He asked what other things I can imagine doing, emphasizing that the activity is mainly the excuse to interact with people. I told him that honestly, at this point, there are very few activities I wouldn't use for an excuse. And it's true. I decided not to stun him by mentioning I'd even consider something athletic, given enough assurance that I'm allowed to suck without feeling like I do, but ended up stunning him anyway. Oddly enough, by telling him I would love to sing again. That page in my file must be stuck to another one because he was pretty shocked. He'd mentioned something about not knowing if there was an instrument I'd be interested in playing - which is why I mentioned voice/ choir - and then when he became so flabbergasted, I added, "I was in three choirs when I was in school. One of which started at 7:00 in the morning. Plus musical." (This was basically my whole life a few years ago, minus the icky spastic-brain-rupturing part. This was the only thing - other than people - that I missed when I went homebound.) He wrote down two possible avenues for me to explore - one is technically a church choir for a really community-focused, open, diverse church I've never heard of, and the other is a possible gig at a nearby community college. I joked about how many schools I was going to hack my way into without being admitted, but I do want to check it out. I also laughed at the fact that - although he was suggesting a very different sort of church for a very different reason - he is now yet another counselor who's suggested I go to church. He laughed when I put it that way. Good thing after some of what I've been through lately (and less-recently, too) ... the doctor definitely does not buy into the "Who Needs Therapy When You've Got God?" bullshit. Too many people lately do.
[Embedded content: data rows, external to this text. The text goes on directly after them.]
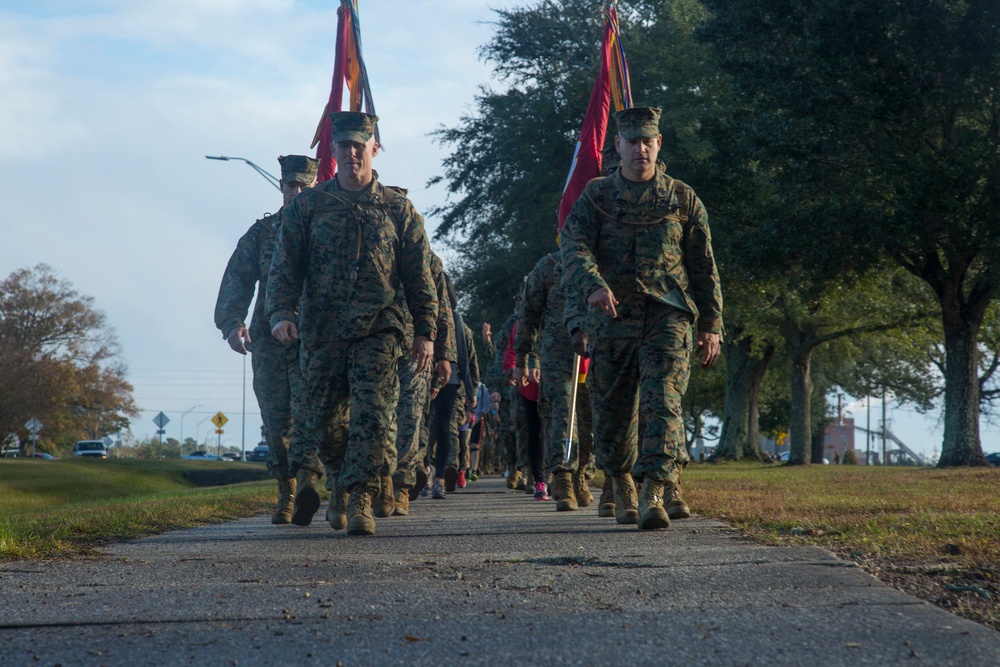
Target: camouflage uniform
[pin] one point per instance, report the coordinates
(276, 374)
(347, 254)
(654, 252)
(542, 315)
(414, 393)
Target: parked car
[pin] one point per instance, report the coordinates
(259, 454)
(91, 448)
(201, 455)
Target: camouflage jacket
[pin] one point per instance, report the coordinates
(642, 248)
(445, 348)
(348, 259)
(247, 267)
(542, 313)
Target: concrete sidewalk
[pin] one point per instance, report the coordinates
(486, 577)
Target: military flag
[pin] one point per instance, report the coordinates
(611, 87)
(348, 70)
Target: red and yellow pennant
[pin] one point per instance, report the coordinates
(348, 71)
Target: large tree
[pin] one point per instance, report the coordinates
(59, 360)
(879, 124)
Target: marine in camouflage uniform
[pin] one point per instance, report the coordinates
(414, 394)
(542, 329)
(637, 246)
(347, 246)
(276, 374)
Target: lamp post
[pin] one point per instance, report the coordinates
(199, 426)
(268, 177)
(182, 426)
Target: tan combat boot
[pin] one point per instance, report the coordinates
(563, 491)
(306, 497)
(384, 503)
(606, 503)
(676, 507)
(652, 516)
(286, 498)
(626, 499)
(582, 489)
(336, 511)
(402, 501)
(359, 512)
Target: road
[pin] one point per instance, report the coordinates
(485, 577)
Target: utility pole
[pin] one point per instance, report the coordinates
(884, 428)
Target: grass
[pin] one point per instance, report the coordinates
(64, 509)
(933, 533)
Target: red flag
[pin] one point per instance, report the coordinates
(324, 153)
(587, 158)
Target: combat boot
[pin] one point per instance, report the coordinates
(676, 507)
(359, 512)
(606, 503)
(564, 494)
(402, 501)
(626, 500)
(336, 510)
(286, 499)
(306, 497)
(652, 516)
(582, 489)
(384, 503)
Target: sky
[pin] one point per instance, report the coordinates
(109, 109)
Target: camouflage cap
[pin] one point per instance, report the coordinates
(352, 126)
(638, 122)
(298, 169)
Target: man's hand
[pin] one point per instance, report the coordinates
(238, 338)
(285, 331)
(443, 373)
(580, 343)
(604, 300)
(708, 349)
(423, 352)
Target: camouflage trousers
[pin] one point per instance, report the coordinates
(351, 390)
(554, 406)
(277, 383)
(648, 375)
(413, 393)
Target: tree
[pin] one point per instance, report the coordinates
(60, 360)
(879, 124)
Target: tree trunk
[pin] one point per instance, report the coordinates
(961, 446)
(756, 380)
(801, 431)
(740, 437)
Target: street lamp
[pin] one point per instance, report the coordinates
(199, 426)
(182, 427)
(268, 177)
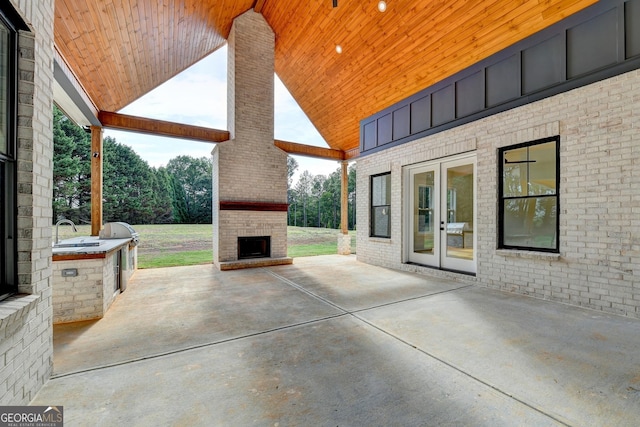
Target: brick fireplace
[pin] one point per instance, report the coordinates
(249, 172)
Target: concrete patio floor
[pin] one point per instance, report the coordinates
(329, 341)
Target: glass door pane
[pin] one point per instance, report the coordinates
(423, 217)
(458, 215)
(423, 226)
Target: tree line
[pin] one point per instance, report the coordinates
(133, 191)
(179, 193)
(314, 200)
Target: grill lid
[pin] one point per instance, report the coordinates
(119, 230)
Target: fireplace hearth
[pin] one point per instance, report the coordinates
(254, 247)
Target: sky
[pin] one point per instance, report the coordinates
(198, 96)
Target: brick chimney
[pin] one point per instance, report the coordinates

At the end of the session, I told him that I think I want to invite Sara to come visit, and I want to know what he thinks of that and whether or not he thinks I can say yes to this-other-thing that I really want to say yes to, but really couldn't bear to say yes and then back out of... He obviously had opinions today, and part of me did want to just say, "Oh, go ahead, just let me have it." But then, he might have let me have it. And although I expect his optimistic self will, with some planning, think both of these things are possible... I never know. It's better to wait and start there Friday, and we both know that. Even though I'm curious as hell for his opinion.

Other news: my infatuation with fall has led me to a seriously orange lj. I was going more for autumn than Halloween, but we have definitely achieved pumpkin status here.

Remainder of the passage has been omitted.